Cloud jobs use two channels for progress:

  1. Convex real-time — the container writes signed updates to internal HTTP routes (/jobs/init, /jobs/progress, /jobs/complete). The renderer subscribes with useQuery(api.jobs.getJob, { jobId }) (see useCloudJobSync).
  2. Stdout JSON lines — the bridge forwards Modal log lines; the queue processor can parse progress and emit Tauri events as a fallback.

Dual channels exist so the Processing page stays responsive even when one path degrades.

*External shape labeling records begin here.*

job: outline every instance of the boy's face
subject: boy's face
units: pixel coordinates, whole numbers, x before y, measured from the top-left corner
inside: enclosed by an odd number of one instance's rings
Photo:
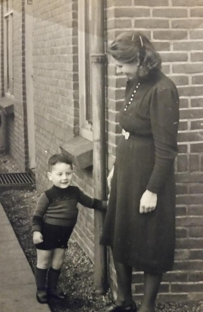
[[[73,171],[70,165],[64,163],[57,163],[52,166],[51,172],[48,172],[48,177],[55,186],[60,188],[66,188],[72,182]]]

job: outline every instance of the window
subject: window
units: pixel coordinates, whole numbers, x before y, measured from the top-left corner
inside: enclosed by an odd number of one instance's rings
[[[88,0],[81,0],[78,6],[80,133],[82,136],[92,140],[90,10]]]
[[[4,89],[7,95],[13,94],[12,18],[12,0],[6,0],[4,7]]]

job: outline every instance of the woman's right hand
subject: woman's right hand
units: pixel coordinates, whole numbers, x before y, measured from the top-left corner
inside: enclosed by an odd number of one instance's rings
[[[33,242],[34,244],[39,244],[43,241],[42,233],[38,231],[35,231],[33,232]]]
[[[110,172],[108,176],[108,178],[107,178],[107,183],[108,184],[108,188],[109,190],[109,193],[110,193],[111,192],[111,180],[112,179],[112,178],[113,178],[113,171],[114,170],[114,166],[113,166],[113,168],[111,169],[111,171]]]

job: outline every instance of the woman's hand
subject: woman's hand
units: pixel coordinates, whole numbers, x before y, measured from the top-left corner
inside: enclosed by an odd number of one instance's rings
[[[157,202],[157,194],[146,190],[140,200],[140,213],[146,213],[153,211],[156,208]]]
[[[110,172],[110,173],[108,176],[108,178],[107,178],[107,183],[108,184],[108,188],[109,190],[109,193],[110,193],[111,192],[111,180],[112,179],[112,178],[113,178],[113,171],[114,170],[114,166],[113,166],[113,168],[111,170],[111,171]]]
[[[33,232],[33,239],[34,244],[39,244],[43,241],[42,233],[38,231],[35,231]]]

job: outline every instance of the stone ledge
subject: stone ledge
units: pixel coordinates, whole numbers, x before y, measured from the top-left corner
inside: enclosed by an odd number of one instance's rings
[[[6,115],[14,113],[15,102],[11,98],[3,97],[0,99],[0,109]]]
[[[69,155],[78,168],[84,169],[92,165],[93,143],[91,141],[78,135],[60,147],[62,152]]]

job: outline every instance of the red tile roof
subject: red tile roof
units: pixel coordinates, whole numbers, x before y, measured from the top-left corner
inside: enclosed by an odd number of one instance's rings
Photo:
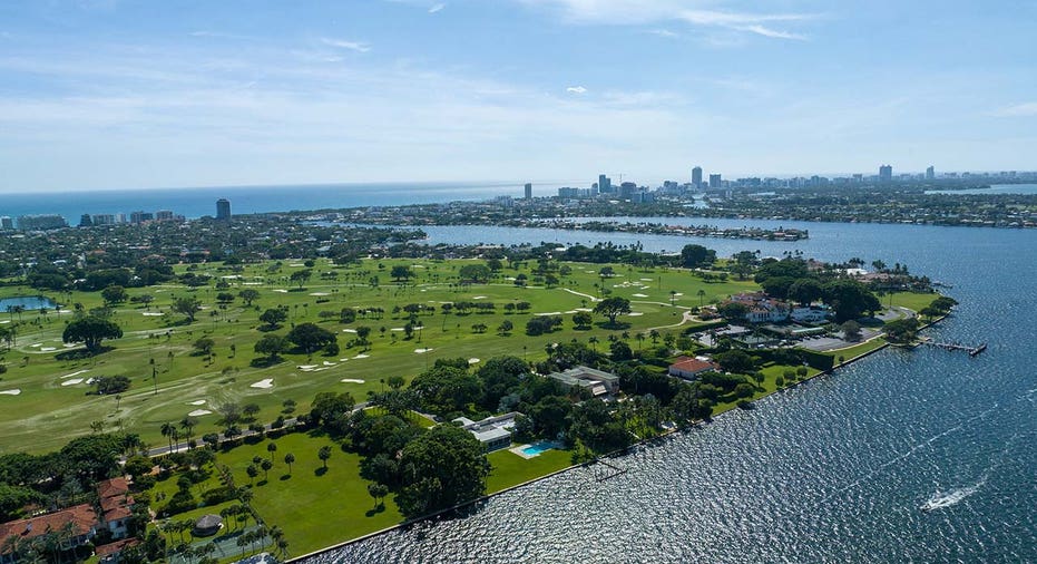
[[[0,539],[18,536],[22,539],[36,538],[51,531],[60,531],[67,523],[72,524],[72,535],[85,535],[94,529],[97,515],[87,504],[77,505],[57,513],[37,515],[28,519],[11,521],[0,524]]]

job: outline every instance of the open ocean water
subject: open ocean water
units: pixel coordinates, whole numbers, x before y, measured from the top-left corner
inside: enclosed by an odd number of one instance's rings
[[[811,239],[427,231],[431,244],[696,242],[900,262],[962,302],[929,336],[989,349],[888,349],[639,448],[608,482],[577,469],[306,562],[1037,562],[1037,231],[783,223]]]

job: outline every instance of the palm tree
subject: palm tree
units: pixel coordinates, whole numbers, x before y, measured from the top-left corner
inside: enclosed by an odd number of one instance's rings
[[[173,431],[176,430],[176,427],[170,422],[162,424],[162,436],[169,439],[169,451],[173,453]]]

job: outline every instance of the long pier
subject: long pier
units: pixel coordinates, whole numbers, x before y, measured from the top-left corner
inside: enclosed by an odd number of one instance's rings
[[[928,344],[930,347],[936,347],[943,350],[962,350],[968,352],[969,357],[976,357],[977,354],[987,350],[987,343],[980,343],[978,347],[969,347],[967,344],[958,344],[953,342],[922,341],[922,344]]]

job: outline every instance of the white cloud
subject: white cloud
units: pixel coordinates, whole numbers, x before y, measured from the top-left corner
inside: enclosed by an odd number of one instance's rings
[[[765,23],[799,23],[818,18],[813,13],[770,13],[723,9],[688,9],[697,2],[682,0],[517,0],[527,6],[559,10],[577,23],[642,26],[681,21],[695,27],[723,28],[774,39],[805,39],[802,33],[774,29]],[[653,33],[672,37],[668,30]]]
[[[340,49],[349,49],[356,52],[368,52],[371,50],[371,46],[360,41],[345,41],[342,39],[329,39],[322,38],[321,42],[331,47],[337,47]]]
[[[1029,117],[1037,116],[1037,101],[1027,101],[1008,106],[994,113],[998,117]]]

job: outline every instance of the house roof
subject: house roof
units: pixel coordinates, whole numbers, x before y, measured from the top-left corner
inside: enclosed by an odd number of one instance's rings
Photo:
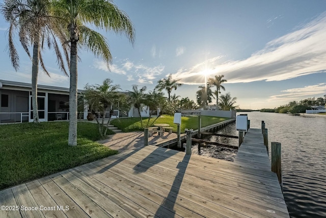
[[[32,84],[26,83],[21,83],[20,82],[10,81],[8,80],[0,80],[0,89],[30,90],[32,89]],[[47,86],[44,85],[37,85],[37,88],[39,91],[52,91],[56,92],[68,92],[69,88],[61,87],[58,86]],[[84,92],[83,89],[78,89],[78,92]]]

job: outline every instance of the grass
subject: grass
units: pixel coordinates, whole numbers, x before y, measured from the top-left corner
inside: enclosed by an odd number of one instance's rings
[[[202,118],[202,127],[205,127],[230,119],[227,117],[210,116],[201,116],[201,117]],[[150,125],[154,119],[154,118],[151,118],[149,125]],[[170,127],[173,127],[173,131],[176,132],[177,125],[173,123],[173,116],[164,115],[159,117],[155,123],[169,124]],[[146,127],[148,121],[148,118],[143,118],[143,123],[144,127]],[[139,118],[116,119],[112,120],[111,124],[122,130],[124,132],[144,131],[144,129],[141,128]],[[194,130],[198,129],[198,117],[197,116],[189,116],[181,117],[181,125],[180,127],[181,133],[184,132],[184,129],[186,128]]]
[[[0,125],[0,189],[118,153],[94,141],[100,139],[97,125],[89,123],[78,123],[77,146],[69,146],[68,125]]]

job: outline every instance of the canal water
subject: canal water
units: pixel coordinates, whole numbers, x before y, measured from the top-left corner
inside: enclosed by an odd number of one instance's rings
[[[251,128],[268,130],[268,142],[282,144],[282,167],[285,202],[291,218],[326,217],[326,118],[305,117],[276,113],[246,112]],[[234,124],[219,133],[237,135]],[[208,140],[237,144],[236,139],[210,136]],[[236,152],[218,152],[214,146],[193,147],[201,155],[232,160]]]

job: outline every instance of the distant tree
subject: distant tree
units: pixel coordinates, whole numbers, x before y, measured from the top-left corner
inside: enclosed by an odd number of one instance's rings
[[[15,31],[18,33],[19,41],[27,55],[32,60],[32,106],[33,122],[39,123],[37,104],[37,83],[39,64],[49,76],[43,61],[41,51],[44,45],[52,46],[57,55],[59,68],[68,75],[61,53],[59,45],[66,54],[68,49],[63,41],[58,43],[57,36],[60,31],[56,25],[58,19],[50,16],[50,2],[47,0],[5,0],[1,5],[1,12],[9,23],[8,46],[11,63],[16,71],[19,67],[19,54],[14,43]],[[29,48],[33,47],[33,57]],[[68,57],[67,57],[68,58]],[[68,62],[67,60],[67,62]]]
[[[213,78],[208,79],[208,83],[211,85],[215,86],[216,87],[216,91],[214,92],[214,94],[216,96],[216,105],[217,110],[219,110],[219,94],[221,93],[220,90],[222,89],[225,91],[225,88],[222,84],[226,82],[228,82],[225,79],[223,79],[224,75],[215,75]]]
[[[51,1],[52,15],[60,17],[60,25],[67,30],[63,38],[70,45],[69,127],[68,143],[77,144],[77,87],[78,50],[84,48],[108,65],[112,56],[106,39],[87,25],[105,31],[124,34],[133,43],[134,29],[128,15],[112,1],[56,0]]]
[[[128,91],[128,102],[133,105],[135,108],[137,108],[142,128],[144,128],[144,125],[143,124],[143,119],[142,118],[141,111],[143,110],[143,107],[145,105],[146,102],[146,94],[145,91],[147,88],[146,86],[143,86],[139,89],[137,85],[133,85],[132,86],[132,90]]]
[[[235,105],[236,99],[235,97],[232,98],[230,92],[222,94],[220,96],[219,106],[223,110],[234,110],[238,107],[237,105]]]
[[[199,90],[196,93],[197,103],[204,109],[206,109],[208,106],[208,103],[212,102],[212,99],[214,98],[211,87],[211,86],[208,83],[207,83],[207,87],[199,86],[198,87]]]
[[[175,94],[173,94],[173,95],[171,96],[171,104],[173,106],[173,107],[177,109],[179,107],[180,105],[180,100],[179,100],[179,98],[180,95],[177,95]]]
[[[179,83],[179,81],[180,80],[173,80],[172,79],[172,75],[170,74],[168,77],[168,79],[162,79],[157,81],[155,89],[160,91],[164,89],[166,90],[169,95],[169,101],[170,101],[170,94],[172,89],[177,90],[178,87],[182,85],[181,83]]]
[[[115,104],[117,104],[121,96],[121,94],[118,91],[118,89],[120,89],[120,85],[113,85],[112,83],[112,80],[106,79],[101,85],[87,84],[85,87],[85,98],[91,109],[93,111],[101,111],[103,113],[101,123],[97,117],[95,116],[98,125],[100,135],[102,137],[106,134],[108,124],[113,115],[113,106]],[[109,118],[104,126],[104,118],[108,109],[110,111]]]
[[[310,109],[310,107],[304,105],[295,105],[288,109],[288,112],[291,113],[306,113],[306,110]]]
[[[148,121],[146,124],[146,127],[148,127],[149,122],[152,116],[152,114],[150,112],[151,110],[157,110],[161,109],[162,106],[165,104],[165,102],[166,101],[166,98],[164,96],[164,94],[161,92],[157,92],[155,90],[154,91],[149,91],[148,94],[146,95],[145,96],[145,103],[147,105],[148,109],[149,110],[149,117],[148,117]],[[156,121],[157,118],[160,116],[160,113],[157,115],[156,118],[153,122],[153,123]]]

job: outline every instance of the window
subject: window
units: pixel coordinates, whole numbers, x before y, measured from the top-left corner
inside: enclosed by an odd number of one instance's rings
[[[8,94],[1,94],[1,107],[8,107],[9,105],[9,95]]]

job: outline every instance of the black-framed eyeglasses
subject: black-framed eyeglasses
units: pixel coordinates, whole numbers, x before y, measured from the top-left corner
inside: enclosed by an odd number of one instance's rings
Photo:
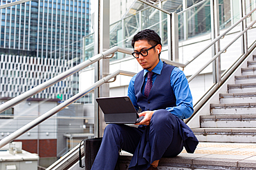
[[[150,50],[151,49],[155,47],[158,44],[156,44],[155,45],[154,45],[154,46],[152,46],[152,47],[151,47],[148,49],[141,50],[140,52],[134,52],[131,53],[131,54],[134,56],[135,59],[138,59],[140,56],[140,54],[143,56],[146,56],[149,54],[148,51]]]

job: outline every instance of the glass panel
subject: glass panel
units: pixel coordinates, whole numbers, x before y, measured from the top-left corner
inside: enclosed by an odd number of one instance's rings
[[[142,11],[142,30],[151,29],[159,34],[160,12],[154,8],[149,8]]]
[[[250,17],[247,18],[247,26],[252,24],[256,19],[256,12],[253,12]],[[250,29],[247,31],[248,46],[250,47],[256,41],[256,24],[255,23]]]
[[[197,67],[195,70],[198,70],[198,69]],[[189,76],[187,76],[187,77],[189,78]],[[194,105],[205,95],[213,85],[212,65],[210,64],[200,74],[189,83],[191,94],[193,96]]]
[[[209,1],[179,15],[179,41],[208,34],[210,30]]]
[[[230,1],[219,0],[219,28],[228,28],[231,26],[231,7]]]
[[[240,25],[234,28],[231,31],[232,34],[228,34],[220,40],[221,50],[226,47],[239,34],[236,31],[240,30]],[[239,38],[227,50],[225,53],[221,54],[221,72],[230,68],[234,63],[242,55],[241,39]],[[232,61],[232,62],[230,62]]]

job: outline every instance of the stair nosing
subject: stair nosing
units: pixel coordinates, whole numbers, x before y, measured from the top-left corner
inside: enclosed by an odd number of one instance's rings
[[[235,76],[235,80],[253,79],[256,78],[256,75]]]
[[[256,92],[250,93],[232,93],[232,94],[220,94],[219,98],[227,98],[227,97],[246,97],[246,96],[255,96],[256,97]]]
[[[228,89],[256,87],[256,83],[228,85]]]

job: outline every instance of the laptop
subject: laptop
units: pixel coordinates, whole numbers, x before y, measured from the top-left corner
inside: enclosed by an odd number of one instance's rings
[[[103,111],[106,123],[135,124],[144,118],[139,118],[128,96],[98,98],[96,101]]]

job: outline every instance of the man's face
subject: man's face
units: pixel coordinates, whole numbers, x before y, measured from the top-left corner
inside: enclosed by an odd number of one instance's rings
[[[147,40],[138,40],[134,43],[134,52],[140,52],[143,50],[150,48],[152,45],[147,43]],[[161,52],[161,45],[157,45],[153,49],[147,51],[147,56],[143,56],[139,54],[139,57],[137,59],[143,69],[147,69],[149,72],[156,67],[159,62],[158,53]]]

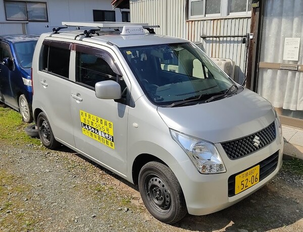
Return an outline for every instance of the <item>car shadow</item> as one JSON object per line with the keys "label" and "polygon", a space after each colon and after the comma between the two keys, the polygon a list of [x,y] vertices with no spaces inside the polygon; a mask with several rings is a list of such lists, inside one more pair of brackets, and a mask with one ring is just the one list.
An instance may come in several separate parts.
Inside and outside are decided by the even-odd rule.
{"label": "car shadow", "polygon": [[[65,149],[64,151],[70,150],[75,152],[69,148]],[[137,185],[81,154],[75,154],[138,191]],[[248,231],[263,231],[287,226],[303,218],[303,194],[299,190],[301,187],[297,190],[301,192],[300,196],[287,195],[285,194],[288,188],[287,184],[290,184],[276,177],[262,188],[233,206],[207,215],[188,214],[172,226],[192,231],[238,231],[241,229]],[[284,189],[281,191],[281,188]]]}

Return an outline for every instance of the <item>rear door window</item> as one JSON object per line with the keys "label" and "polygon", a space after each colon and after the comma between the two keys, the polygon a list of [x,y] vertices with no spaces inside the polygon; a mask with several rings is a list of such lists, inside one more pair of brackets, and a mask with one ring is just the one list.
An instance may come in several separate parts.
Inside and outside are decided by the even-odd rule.
{"label": "rear door window", "polygon": [[44,41],[39,70],[69,78],[71,44]]}

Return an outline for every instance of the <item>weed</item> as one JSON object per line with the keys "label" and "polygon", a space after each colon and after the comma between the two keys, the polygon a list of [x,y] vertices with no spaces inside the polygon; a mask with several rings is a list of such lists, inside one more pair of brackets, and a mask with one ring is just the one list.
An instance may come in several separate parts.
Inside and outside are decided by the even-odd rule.
{"label": "weed", "polygon": [[303,176],[303,163],[296,157],[283,161],[283,168],[294,174]]}
{"label": "weed", "polygon": [[40,145],[40,140],[28,136],[24,128],[28,124],[22,121],[16,111],[0,104],[0,141],[11,144]]}

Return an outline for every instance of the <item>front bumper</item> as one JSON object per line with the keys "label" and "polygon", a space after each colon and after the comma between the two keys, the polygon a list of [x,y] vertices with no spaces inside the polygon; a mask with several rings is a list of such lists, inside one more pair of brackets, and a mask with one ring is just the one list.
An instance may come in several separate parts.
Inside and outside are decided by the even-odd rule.
{"label": "front bumper", "polygon": [[[278,138],[266,147],[237,160],[231,160],[220,144],[216,144],[221,154],[227,171],[217,174],[201,174],[190,160],[170,166],[179,180],[190,214],[202,215],[218,211],[231,206],[248,197],[266,184],[278,173],[282,166],[283,143]],[[236,195],[229,197],[229,178],[277,154],[276,168],[260,182]],[[261,173],[261,171],[260,171]],[[260,174],[261,177],[261,174]]]}

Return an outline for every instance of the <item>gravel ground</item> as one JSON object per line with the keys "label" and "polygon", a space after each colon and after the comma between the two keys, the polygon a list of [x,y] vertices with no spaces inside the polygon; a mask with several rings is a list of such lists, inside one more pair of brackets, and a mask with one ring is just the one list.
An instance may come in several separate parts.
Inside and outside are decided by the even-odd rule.
{"label": "gravel ground", "polygon": [[136,186],[65,147],[0,144],[0,231],[303,231],[303,178],[280,172],[241,202],[174,225]]}

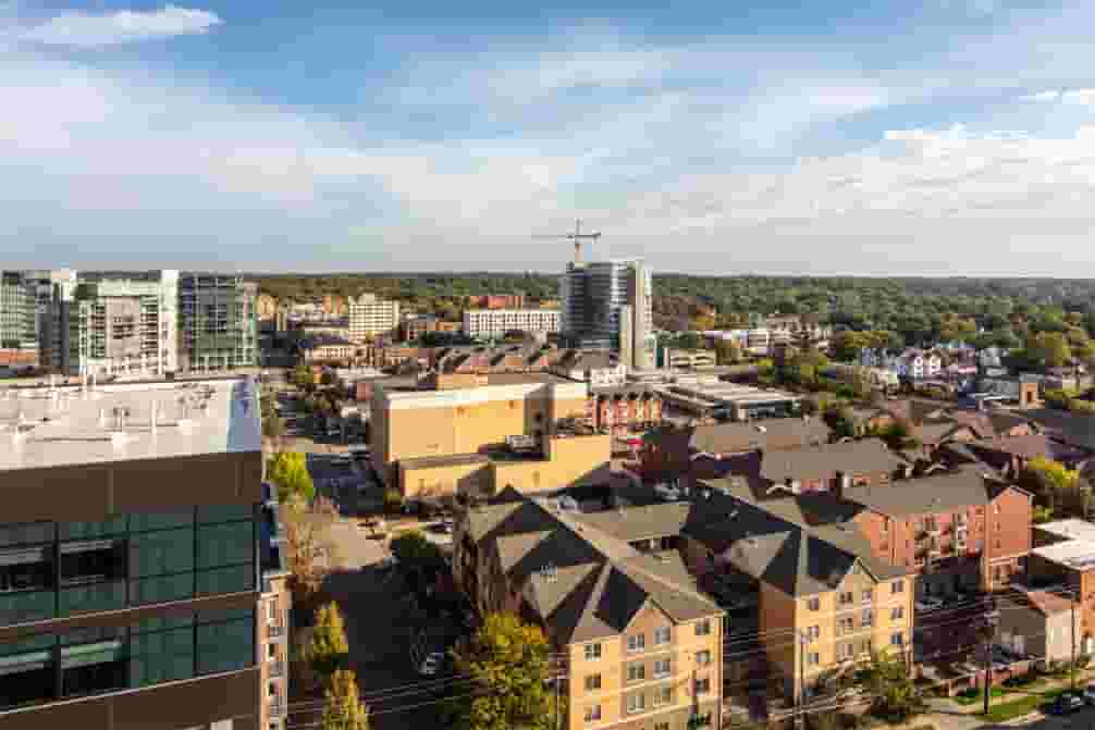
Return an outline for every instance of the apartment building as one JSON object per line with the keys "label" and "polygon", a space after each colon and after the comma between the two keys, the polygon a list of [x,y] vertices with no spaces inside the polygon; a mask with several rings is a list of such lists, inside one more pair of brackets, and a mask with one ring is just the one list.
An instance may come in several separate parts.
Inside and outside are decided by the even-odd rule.
{"label": "apartment building", "polygon": [[366,292],[346,302],[349,313],[349,338],[355,343],[390,335],[400,326],[400,303],[378,299]]}
{"label": "apartment building", "polygon": [[473,310],[521,310],[525,294],[471,294],[465,304]]}
{"label": "apartment building", "polygon": [[607,478],[611,439],[583,430],[586,383],[548,373],[378,384],[372,462],[404,497],[535,491]]}
{"label": "apartment building", "polygon": [[257,730],[256,385],[26,389],[3,403],[0,727]]}
{"label": "apartment building", "polygon": [[180,369],[178,271],[81,274],[60,302],[68,375],[162,376]]}
{"label": "apartment building", "polygon": [[234,274],[178,278],[178,367],[223,372],[258,364],[258,287]]}
{"label": "apartment building", "polygon": [[464,310],[463,331],[469,337],[489,339],[507,332],[557,333],[558,310]]}
{"label": "apartment building", "polygon": [[34,290],[20,271],[0,271],[0,367],[38,363]]}
{"label": "apartment building", "polygon": [[722,610],[678,553],[638,549],[590,517],[531,498],[472,509],[453,537],[457,583],[565,656],[569,730],[721,727]]}
{"label": "apartment building", "polygon": [[285,555],[277,489],[263,485],[264,502],[258,522],[262,567],[255,622],[261,668],[258,730],[284,730],[289,714],[289,616],[292,593]]}
{"label": "apartment building", "polygon": [[1095,653],[1095,524],[1069,519],[1034,526],[1028,584],[1075,601],[1076,651]]}
{"label": "apartment building", "polygon": [[560,282],[568,347],[611,349],[629,370],[654,366],[653,273],[639,259],[572,262]]}

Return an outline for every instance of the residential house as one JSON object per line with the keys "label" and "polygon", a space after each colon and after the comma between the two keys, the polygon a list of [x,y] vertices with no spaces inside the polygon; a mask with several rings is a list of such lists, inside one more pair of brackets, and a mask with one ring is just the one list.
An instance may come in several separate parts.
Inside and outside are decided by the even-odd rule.
{"label": "residential house", "polygon": [[[688,477],[698,461],[719,461],[748,451],[784,451],[829,441],[820,418],[775,418],[763,424],[664,426],[643,437],[643,478],[649,482]],[[710,475],[713,476],[713,475]]]}
{"label": "residential house", "polygon": [[1073,602],[1051,591],[1015,589],[999,603],[996,641],[1021,657],[1034,657],[1046,664],[1063,663],[1080,653],[1083,634],[1073,621]]}
{"label": "residential house", "polygon": [[482,613],[518,614],[565,657],[564,727],[721,727],[723,612],[680,555],[636,549],[557,502],[504,499],[458,522],[453,576]]}

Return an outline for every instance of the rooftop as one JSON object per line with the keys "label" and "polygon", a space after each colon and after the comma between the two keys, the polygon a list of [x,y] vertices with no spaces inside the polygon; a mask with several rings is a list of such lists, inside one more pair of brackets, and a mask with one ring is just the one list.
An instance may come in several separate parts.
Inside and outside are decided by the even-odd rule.
{"label": "rooftop", "polygon": [[1095,542],[1090,540],[1070,540],[1054,545],[1036,547],[1030,552],[1046,560],[1076,570],[1095,568]]}
{"label": "rooftop", "polygon": [[251,379],[10,389],[0,470],[260,451],[258,414]]}
{"label": "rooftop", "polygon": [[1095,524],[1086,520],[1070,518],[1068,520],[1054,520],[1053,522],[1042,522],[1034,525],[1035,530],[1067,537],[1069,540],[1090,540],[1095,543]]}

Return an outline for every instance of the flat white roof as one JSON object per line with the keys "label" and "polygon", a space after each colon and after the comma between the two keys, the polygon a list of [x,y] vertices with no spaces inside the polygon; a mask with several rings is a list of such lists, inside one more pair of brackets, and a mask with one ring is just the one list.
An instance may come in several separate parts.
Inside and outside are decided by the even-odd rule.
{"label": "flat white roof", "polygon": [[261,451],[260,413],[250,378],[9,389],[0,471]]}
{"label": "flat white roof", "polygon": [[1052,563],[1059,563],[1077,570],[1095,568],[1095,542],[1090,540],[1070,540],[1054,545],[1036,547],[1030,552]]}
{"label": "flat white roof", "polygon": [[1034,525],[1036,530],[1048,532],[1060,537],[1072,537],[1076,540],[1090,540],[1095,542],[1095,524],[1087,520],[1070,518],[1068,520],[1054,520]]}

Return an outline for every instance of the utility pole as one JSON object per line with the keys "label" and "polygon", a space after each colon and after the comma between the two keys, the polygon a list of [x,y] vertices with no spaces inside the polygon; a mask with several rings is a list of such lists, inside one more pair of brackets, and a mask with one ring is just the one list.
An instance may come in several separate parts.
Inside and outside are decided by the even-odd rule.
{"label": "utility pole", "polygon": [[992,695],[992,639],[996,635],[996,619],[1000,613],[990,611],[984,614],[984,714],[989,714],[989,699]]}

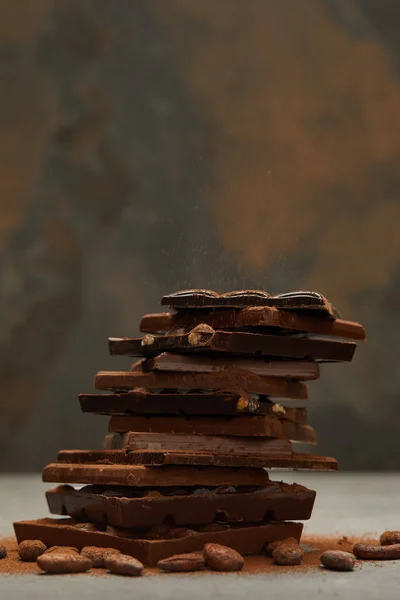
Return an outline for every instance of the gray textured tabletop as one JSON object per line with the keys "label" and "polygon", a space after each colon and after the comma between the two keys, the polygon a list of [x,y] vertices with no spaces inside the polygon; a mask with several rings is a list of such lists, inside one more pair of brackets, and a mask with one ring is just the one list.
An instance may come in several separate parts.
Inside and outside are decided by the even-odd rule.
{"label": "gray textured tabletop", "polygon": [[[317,490],[317,501],[305,532],[310,534],[361,535],[400,529],[400,474],[397,473],[273,473],[271,479],[297,481]],[[51,487],[51,486],[50,486]],[[44,491],[49,488],[38,475],[0,476],[0,535],[12,535],[12,521],[47,516]],[[186,575],[128,579],[87,575],[43,577],[0,576],[0,598],[140,598],[197,600],[229,598],[245,594],[274,600],[348,598],[383,600],[398,598],[400,561],[381,568],[363,563],[352,573],[323,569],[297,574]]]}

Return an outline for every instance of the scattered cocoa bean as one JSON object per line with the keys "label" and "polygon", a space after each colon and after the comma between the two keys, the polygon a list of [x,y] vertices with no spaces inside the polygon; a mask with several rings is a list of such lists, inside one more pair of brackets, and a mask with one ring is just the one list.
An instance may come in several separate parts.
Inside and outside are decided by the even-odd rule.
{"label": "scattered cocoa bean", "polygon": [[397,560],[400,558],[400,544],[391,544],[390,546],[356,544],[353,554],[361,560]]}
{"label": "scattered cocoa bean", "polygon": [[92,561],[92,566],[95,569],[105,569],[105,559],[111,554],[121,554],[121,551],[115,548],[99,548],[97,546],[85,546],[81,550],[81,556],[85,556]]}
{"label": "scattered cocoa bean", "polygon": [[296,538],[285,538],[283,540],[276,540],[275,542],[271,542],[265,548],[266,555],[272,558],[273,551],[281,544],[294,544],[298,546],[298,541],[296,540]]}
{"label": "scattered cocoa bean", "polygon": [[272,558],[278,565],[300,565],[303,560],[304,552],[299,544],[282,543],[272,553]]}
{"label": "scattered cocoa bean", "polygon": [[53,575],[57,573],[83,573],[92,567],[92,562],[88,558],[76,554],[76,552],[42,554],[37,558],[36,563],[42,571]]}
{"label": "scattered cocoa bean", "polygon": [[385,531],[379,538],[381,546],[392,546],[400,544],[400,531]]}
{"label": "scattered cocoa bean", "polygon": [[104,559],[106,569],[115,575],[139,577],[143,573],[143,565],[139,560],[127,554],[108,554]]}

Cancellation: local kill + remote intent

Stopping a cloud job is coordinated:

  1. Terminate the local bridge process (kill_modal_cloud / Tauri).
  2. Mark cancel intent on the job in Convex (cancelRequested).
  3. The Modal runtime polls job status and tears down vspipe / ffmpeg when cancel is observed.

That way “Stop” means stop work, not only stop listening.

Same catalog, different metal

Cloud workers still honor the shared engine_runtime_catalog.json (mounted or copied into the image; see VIVID_CATALOG_PATH in Modal image setup). So backend policy and dependency expectations stay aligned with the desktop story described in the engine-catalog post—only the machine underneath changes.

HTTP API and vivid-web

The Modal app also exposes POST /api/process for multipart uploads (used by vivid-web and integrations), with bearer auth, the same grant token requirement, and parallel hardening (rate limits and proxy signing from Next.js where applicable). Public job status endpoints stay off by default; turn them on only with an explicit env flag when you need them.

This is one layer of Vivid’s systems story: local-first control, optional cloud scale, and server-enforced rules so the experience stays honest end to end.